Below is information on health plan tiers and qualified plans to help employers respond to employee questions during the open enrollment period.
What is Tiering?
- Tiering is a method of ranking health plans by cost and quality.
- Tier 1 plans typically offer a lower premium than Tier 2 or Tier 3.
- The average of the qualified Tier 1 plan rates per county are used to establish the 88% employer contribution amounts (for employers who use the 88% calculation method for the employer share of the health insurance premium).
Note that employer contribution amounts are based on a formula of all qualified, Tier 1 plans in their county, not a single dollar value. It’s possible for a Tier 2 plan to be less expensive than a Tier 1 plan. A plan’s tier designation is the same for all counties that offer that plan and in which the plan is qualified.

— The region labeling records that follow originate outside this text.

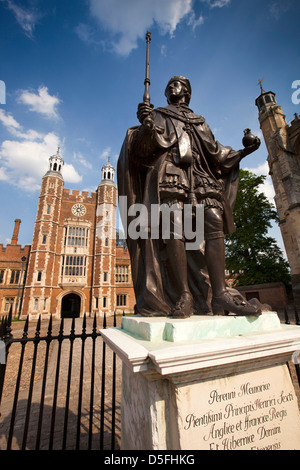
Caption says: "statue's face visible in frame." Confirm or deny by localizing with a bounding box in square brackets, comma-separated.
[166, 80, 186, 103]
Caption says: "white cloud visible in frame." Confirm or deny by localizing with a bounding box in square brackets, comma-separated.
[1, 0, 41, 38]
[18, 86, 61, 119]
[86, 0, 203, 56]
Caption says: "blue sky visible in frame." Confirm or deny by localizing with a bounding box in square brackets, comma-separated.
[0, 0, 300, 253]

What Makes a Plan Qualified?
A qualified plan minimally requires that the plan in a given county either:
- Has, in a rural county (mileage distances are lower in urban counties):
- a primary care provider in a 20-mile radius,
- a hospital within a 35-mile radius, and
- certain specialists within a 35-mile radius.
or
- includes five primary care physicians who accept new patients
- includes one hospital if there is one in the county, and
- includes one chiropractor.
If an employee’s health plan has changed tiers, they may want to look at other health plans available to them during open enrollment. The employee should contact the health plan they are considering changing to, and may also use the Health Plan Search in the Health & Pharmacy section of the ETF website to verify providers are covered by their chosen health plan the following year.
If the employee is concerned about a clinic, hospital, or specialty care facility accepting the health plan that the employee is considering, the employee should contact those facilities directly to verify that their chosen health plan is accepted at those facilities.